# Immigrating to Mexico ?



## future expat1 (Jul 26, 2013)

m a 16 year old white male from London england, i originally wanted to go to the US but since there immigration policies are so ridiculously strict its retarded i have been considering mexico, im not sure about my future career, i was thinking social work, sociology, anthropology, mental health, business, marketing, human resources, management, real estate sales, car sales etc. i know i have a lot of ideas lol 

or i was thinking about saving up some money and open a small bar or hotel or shop or some sort of business, im not really sure lol 

please suggest a business idea if you can?

how how likely are my ambitions ? how long will it take? etc

how much money should i save up to go there?

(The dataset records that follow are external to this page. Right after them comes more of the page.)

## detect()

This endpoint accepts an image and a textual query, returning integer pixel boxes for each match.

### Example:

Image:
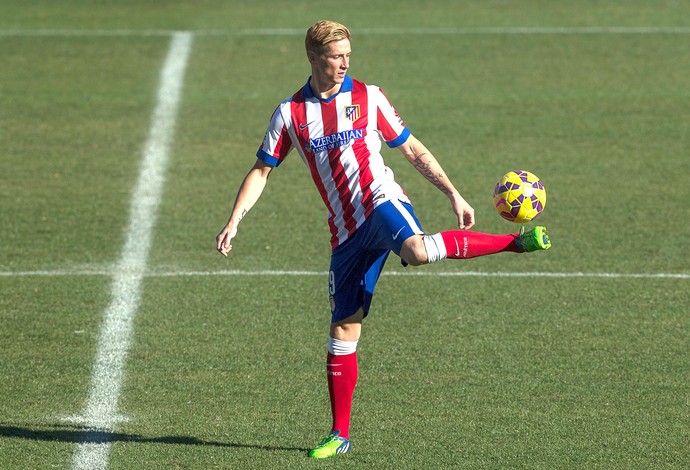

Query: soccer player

[216,21,551,458]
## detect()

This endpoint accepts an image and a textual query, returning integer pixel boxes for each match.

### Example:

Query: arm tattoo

[414,152,448,194]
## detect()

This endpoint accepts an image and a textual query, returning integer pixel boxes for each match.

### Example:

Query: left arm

[398,135,474,229]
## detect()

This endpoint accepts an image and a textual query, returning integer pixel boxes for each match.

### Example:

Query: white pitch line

[0,269,690,279]
[0,26,690,37]
[72,32,192,469]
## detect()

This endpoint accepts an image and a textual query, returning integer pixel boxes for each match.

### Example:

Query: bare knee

[400,235,429,266]
[331,308,364,341]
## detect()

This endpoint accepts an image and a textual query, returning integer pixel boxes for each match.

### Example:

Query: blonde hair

[304,20,350,52]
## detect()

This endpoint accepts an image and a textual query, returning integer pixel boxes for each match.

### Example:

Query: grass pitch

[0,1,690,469]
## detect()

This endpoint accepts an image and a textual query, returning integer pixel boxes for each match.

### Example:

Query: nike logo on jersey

[299,121,314,131]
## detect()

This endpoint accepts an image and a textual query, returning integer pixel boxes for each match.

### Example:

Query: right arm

[216,159,273,256]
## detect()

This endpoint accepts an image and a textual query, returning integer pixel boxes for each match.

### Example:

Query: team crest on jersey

[345,104,359,122]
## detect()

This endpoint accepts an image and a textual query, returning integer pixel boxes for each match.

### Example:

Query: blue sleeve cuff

[386,127,411,149]
[256,148,280,167]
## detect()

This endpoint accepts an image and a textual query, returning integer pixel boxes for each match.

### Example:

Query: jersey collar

[302,75,352,103]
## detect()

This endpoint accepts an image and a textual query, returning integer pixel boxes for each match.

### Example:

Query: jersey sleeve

[256,105,292,167]
[375,88,410,148]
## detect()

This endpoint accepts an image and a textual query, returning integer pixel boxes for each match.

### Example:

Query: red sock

[441,230,519,259]
[326,352,357,439]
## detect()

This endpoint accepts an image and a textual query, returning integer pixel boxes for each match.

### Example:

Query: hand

[450,193,474,230]
[216,222,237,256]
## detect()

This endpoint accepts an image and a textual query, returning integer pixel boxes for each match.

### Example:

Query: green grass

[0,0,690,469]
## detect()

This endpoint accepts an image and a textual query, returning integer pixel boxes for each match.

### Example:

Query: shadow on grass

[0,424,309,452]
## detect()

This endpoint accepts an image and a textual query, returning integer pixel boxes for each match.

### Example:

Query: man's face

[308,39,351,85]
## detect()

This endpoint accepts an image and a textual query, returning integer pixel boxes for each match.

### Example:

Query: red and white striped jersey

[256,76,410,248]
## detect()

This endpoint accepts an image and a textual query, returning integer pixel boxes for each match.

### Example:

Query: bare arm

[216,159,273,256]
[398,135,474,229]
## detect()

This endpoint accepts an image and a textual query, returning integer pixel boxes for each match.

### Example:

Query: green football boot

[309,431,350,459]
[515,225,551,252]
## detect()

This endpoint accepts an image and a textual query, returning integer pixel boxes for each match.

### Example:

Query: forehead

[323,39,351,55]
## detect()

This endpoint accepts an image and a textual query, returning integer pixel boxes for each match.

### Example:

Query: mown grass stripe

[0,269,690,279]
[73,33,192,469]
[0,26,690,37]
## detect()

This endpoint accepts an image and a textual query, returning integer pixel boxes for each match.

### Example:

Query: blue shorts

[328,200,424,323]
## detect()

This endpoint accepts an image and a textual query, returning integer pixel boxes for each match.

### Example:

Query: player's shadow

[0,424,309,452]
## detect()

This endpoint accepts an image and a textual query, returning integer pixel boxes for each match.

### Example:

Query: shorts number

[328,271,335,295]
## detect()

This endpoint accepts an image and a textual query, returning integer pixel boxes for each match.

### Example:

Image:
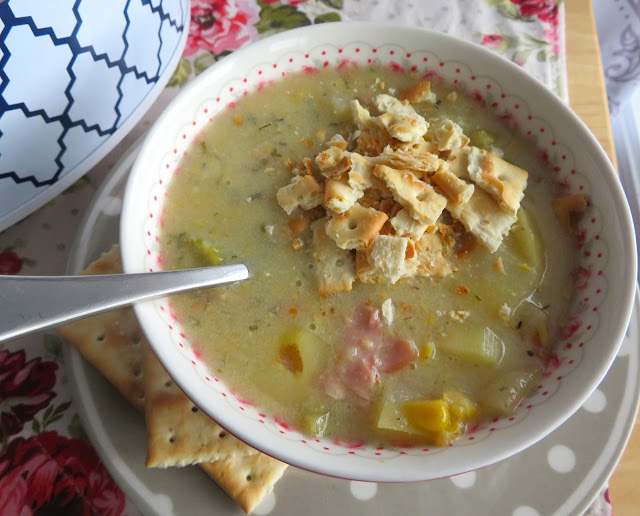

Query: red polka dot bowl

[121,23,636,482]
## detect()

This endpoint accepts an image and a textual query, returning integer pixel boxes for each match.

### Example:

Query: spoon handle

[0,265,249,342]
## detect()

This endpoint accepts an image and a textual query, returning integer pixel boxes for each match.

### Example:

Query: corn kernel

[404,400,451,432]
[442,391,478,421]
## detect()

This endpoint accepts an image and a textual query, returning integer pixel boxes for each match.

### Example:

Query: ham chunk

[322,306,418,404]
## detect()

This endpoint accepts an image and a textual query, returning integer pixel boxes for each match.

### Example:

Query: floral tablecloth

[0,0,620,515]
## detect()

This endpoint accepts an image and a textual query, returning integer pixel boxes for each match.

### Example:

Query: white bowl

[0,0,189,231]
[121,23,636,482]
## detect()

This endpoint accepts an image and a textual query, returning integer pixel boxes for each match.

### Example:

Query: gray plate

[67,144,640,516]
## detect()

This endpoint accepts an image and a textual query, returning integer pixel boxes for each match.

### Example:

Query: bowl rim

[121,22,637,482]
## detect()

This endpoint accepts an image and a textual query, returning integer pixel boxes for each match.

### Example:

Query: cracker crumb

[382,298,394,326]
[498,303,511,321]
[449,310,471,322]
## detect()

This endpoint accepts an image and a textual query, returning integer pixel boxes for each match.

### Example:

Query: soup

[160,67,584,445]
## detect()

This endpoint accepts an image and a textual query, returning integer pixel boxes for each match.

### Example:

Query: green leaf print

[256,4,311,34]
[167,57,191,88]
[313,13,342,23]
[193,52,216,75]
[484,0,534,22]
[316,0,344,8]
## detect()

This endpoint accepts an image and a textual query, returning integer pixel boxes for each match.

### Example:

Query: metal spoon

[0,265,249,342]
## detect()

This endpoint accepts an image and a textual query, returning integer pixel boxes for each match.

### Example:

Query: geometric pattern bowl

[0,0,189,230]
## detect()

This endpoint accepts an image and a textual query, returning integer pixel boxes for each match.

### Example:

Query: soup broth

[160,63,573,445]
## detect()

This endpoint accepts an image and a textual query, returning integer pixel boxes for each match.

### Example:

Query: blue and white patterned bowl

[0,0,189,230]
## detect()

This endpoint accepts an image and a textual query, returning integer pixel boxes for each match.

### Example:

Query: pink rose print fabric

[184,0,260,56]
[0,349,58,442]
[0,432,125,516]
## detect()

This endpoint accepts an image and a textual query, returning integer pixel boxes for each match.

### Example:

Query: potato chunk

[436,325,504,367]
[482,370,539,416]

i speak literally no spanish, but im willing to learn

which mexican city is best for me?

and obviously i know i can't immigrate now, i'm just planning ahead

and also i know its not really related, but why is the obesity rate in mexico so high, its even more than the USA now, but why?


----------



## maesonna (Jun 10, 2008)

Your easiest business idea is to leverage the greatest advantage you have – being a native English speaker – you can teach English lessons. In the meantime, to prepare, you can work to improve your English. Your spelling and composition are satisfactory, so you have a good start. But good language teachers care about correct language (e.g. capitalization) even when they’re doing a casual post in a forum.

Check out the archives of a blog called ”The Mexile” written by an Englishman who spent several years teaching English in Mexico City, went back to England for a couple of years, and is about to return to Mexico. He’s also summarized some of his blog posts on teaching English in Mexico City in a book called “_TEFLers Guide Mexico City_”

My opinion: obesity is high because of high sugar and other carbohydrate intake – soda pop is the normal default drink with every meal, and there are plenty of sweet breads and little cakes everywhere.


----------



## Isla Verde (Oct 19, 2011)

I'm going to have to close this thread because the Expat Forum rules state that you must be at least 18 years old to post here. Sorry future expat1.


----------